Along with the UI being the first major university to accept creative work in lieu of written theses, the school was among the first to unite studio art and art history in one department. But it also finds value in tradition, and in the 1930s decided to follow one initiated by Giorgio Vasari, a 16th century Italian painter, architect, writer, and historian.

The school began to require graduate students to leave behind a work they completed during their time at the UI. The works—which now number nearly 6,000—include paintings, prints, photographs, sculptures, and other art objects from as early as 1939.

The unique collection provides a glimpse of academic American art over much of the last century.

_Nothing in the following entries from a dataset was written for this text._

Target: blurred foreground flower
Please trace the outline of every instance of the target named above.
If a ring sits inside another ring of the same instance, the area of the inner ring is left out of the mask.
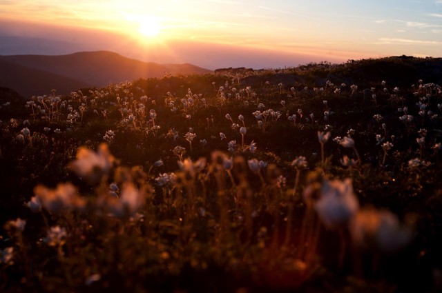
[[[115,158],[106,143],[98,146],[98,152],[81,147],[77,152],[77,160],[71,162],[70,166],[80,177],[84,177],[93,184],[100,181],[113,165]]]
[[[324,181],[315,210],[325,226],[334,228],[345,224],[358,208],[351,179]]]
[[[66,230],[60,226],[51,227],[43,241],[49,246],[63,245],[66,242]]]
[[[0,250],[0,264],[12,264],[12,256],[14,256],[14,247],[6,247],[4,250]]]
[[[84,199],[78,196],[77,188],[70,183],[59,183],[55,190],[39,185],[34,188],[34,193],[41,205],[50,212],[81,208],[86,203]]]
[[[374,248],[393,253],[408,244],[413,230],[399,223],[397,216],[387,210],[360,210],[349,225],[354,244],[361,248]]]
[[[128,182],[122,188],[120,198],[108,199],[107,205],[110,214],[117,218],[133,216],[144,204],[143,193],[135,185]]]

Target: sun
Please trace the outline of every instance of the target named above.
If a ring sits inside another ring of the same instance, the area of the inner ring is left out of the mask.
[[[147,37],[157,37],[161,32],[161,26],[158,19],[153,17],[146,17],[140,19],[138,32]]]

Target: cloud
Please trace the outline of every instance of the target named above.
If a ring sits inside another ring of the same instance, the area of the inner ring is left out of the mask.
[[[219,3],[220,4],[241,4],[240,2],[237,2],[236,1],[229,1],[229,0],[207,0],[209,2],[213,3]]]
[[[273,11],[275,12],[283,13],[285,14],[294,15],[296,17],[305,17],[305,18],[308,18],[308,19],[311,18],[308,15],[300,14],[299,13],[294,13],[294,12],[291,12],[289,11],[284,11],[284,10],[281,10],[280,9],[271,8],[270,7],[258,6],[258,8],[260,8],[260,9],[264,9],[265,10]]]
[[[441,3],[442,3],[442,1],[441,1]],[[428,14],[429,17],[442,17],[442,14],[439,14],[439,13],[429,13]]]
[[[425,40],[414,40],[410,39],[398,39],[398,38],[381,38],[379,41],[384,44],[402,44],[402,45],[427,45],[427,46],[440,46],[442,42],[437,41],[425,41]]]

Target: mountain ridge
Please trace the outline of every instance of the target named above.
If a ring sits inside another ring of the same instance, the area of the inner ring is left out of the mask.
[[[8,70],[3,66],[0,68],[0,86],[12,88],[25,96],[32,91],[33,94],[42,94],[42,87],[38,86],[39,83],[32,83],[32,86],[20,85],[20,72],[23,72],[27,79],[31,79],[30,74],[35,72],[37,75],[36,78],[44,83],[41,77],[46,76],[46,80],[51,82],[51,88],[61,94],[80,88],[101,88],[111,83],[139,79],[212,72],[190,63],[144,62],[106,50],[82,51],[64,55],[0,55],[0,61],[8,63]],[[13,76],[9,73],[11,70],[15,72]],[[73,86],[66,86],[69,80]]]

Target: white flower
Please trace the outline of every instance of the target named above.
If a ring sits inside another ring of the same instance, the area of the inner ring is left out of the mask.
[[[259,173],[261,168],[260,166],[260,162],[256,159],[251,159],[247,161],[247,165],[251,172],[255,174]]]
[[[416,141],[420,145],[423,145],[425,143],[425,137],[418,137],[416,139]]]
[[[222,167],[224,167],[226,170],[232,170],[233,168],[233,158],[224,156],[222,160]]]
[[[345,224],[358,208],[351,179],[324,181],[320,198],[315,203],[315,210],[324,225],[333,228]]]
[[[24,135],[24,136],[25,136],[25,137],[29,137],[29,136],[30,135],[30,132],[29,131],[29,130],[28,129],[28,128],[23,128],[23,129],[21,130],[21,134],[22,134],[23,135]]]
[[[66,230],[60,226],[51,227],[48,231],[48,235],[44,239],[44,241],[49,246],[63,245],[66,242]]]
[[[359,247],[393,253],[403,249],[412,239],[412,229],[401,225],[390,211],[365,209],[349,224],[352,239]]]
[[[130,215],[134,214],[144,204],[143,194],[131,182],[123,185],[120,198],[123,206]]]
[[[97,152],[81,147],[77,152],[77,160],[71,162],[70,166],[79,176],[86,178],[90,183],[97,183],[110,171],[114,160],[108,145],[102,143]]]
[[[387,151],[387,150],[390,150],[392,148],[393,148],[393,143],[387,141],[386,143],[384,143],[382,144],[382,148]]]
[[[339,141],[339,144],[344,148],[353,148],[354,146],[354,141],[351,137],[344,137],[344,138]]]
[[[304,156],[299,156],[291,161],[291,165],[298,168],[305,168],[307,166],[307,159]]]
[[[325,143],[329,141],[332,133],[329,131],[328,132],[324,134],[322,131],[318,132],[318,139],[320,143]]]
[[[255,153],[255,152],[256,152],[256,143],[254,143],[253,141],[251,141],[251,143],[250,143],[250,152],[253,154]]]
[[[355,165],[356,164],[356,161],[354,159],[349,159],[348,156],[345,154],[343,159],[340,159],[340,163],[344,166],[351,167]]]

“There are a few other collections in the country, but they don’t have the breadth that we have, and they don’t go back 80 years like we do,” says Eric Dean, administrator for the Office of Visual Materials in the School of Art and Art History.

After years of being located on the Oakdale campus, the Thesis Rental Gallery now has a new home—physically and virtually.

Last spring, staff began moving the collection to Old Museum of Art, in the heart of the UI arts campus. Over the summer and fall, each work also was photographed and cataloged for a new digital gallery.

The Thesis Rental Gallery rents works in the collection to members of the UI community for display in their office or work area. Along with easier access for patrons, the new location provides better storage space for the collection. One of the main upgrades is giant painting racks left over from when the building housed the Stanley Museum of Art before the 2008 flood.

“In Oakdale, it was really hard for people to see the paintings because they were stacked like albums in an orange crate, and you’d have to flip through them,” Dean says. “This is a much better space for art.”

Because each rack can be pulled out to see the paintings hung on it, the works are touched less often.

“When you have to come and flip through everything, it puts a lot of wear and tear on the art,” says Alice Phillips, curator in the Office of Visual Materials.

The online gallery also will help with preservation.

“We imagine people will browse the website to make their initial picks, and then come here where we can pull them out and they can finalize their choice,” Phillips says.

The online gallery—searchable by size and subject—will dramatically increase access to the collection and allow students and researchers to explore it in ways that were not possible before. Dean and Phillips also expect the online gallery to serve as a recruitment tool to show potential students what past students have done, as well as help the university stay connected to graduates. Alumni often email Dean and Phillips, asking about work they created or remember seeing in a university building.

The collection includes the works of notable alumni such as sculptor and printmaker Elizabeth Catlett, painter Ellen Lanyon, painter Byron Burford, and painter and sculptor Miriam Schapiro. Phillips, who received a PhD in art history from the UI in 2012, says it’s fascinating to see how styles changed over the decades.

“You can see a shift when different professors start teaching,” Phillips says. “You also can see the movement from regionalism in the 1940s to abstraction in the ’50s, more figurative art in the ’60s and ’70s, and then back to abstraction.”

Around 2000, the UI gradually transitioned from collecting students’ physical work to collecting a digital portfolio, which is stored in the Graduate Archive. The university stopped accepting physical works in 2014.

“We couldn’t fit any more in the storage we had,” Dean says. “If we had this whole building, we’d fill it right up, but realistically we can’t.”

Maintaining such a large rental collection has its challenges.

“We try to keep things clean, framed, and safe. That’s our main focus,” Dean says. “When something comes in broken, we try to keep the pieces in hopes that in the future we may be able to put it back together and have it restored, but right now, we just don’t have the funds and resources to do that.”

Works from the Thesis Rental Gallery can be found in many university buildings, as well as in some businesses with university ties. The annual rental fee goes toward administrative costs, storage, and delivery and pickup.

“This is not a for-profit organization,” Dean says. “We are grateful for all of our renters because they keep this collection—which has archival and historic value as a collection of academic American art—viable. Rental fees mean we can preserve it and share it with the rest of campus.”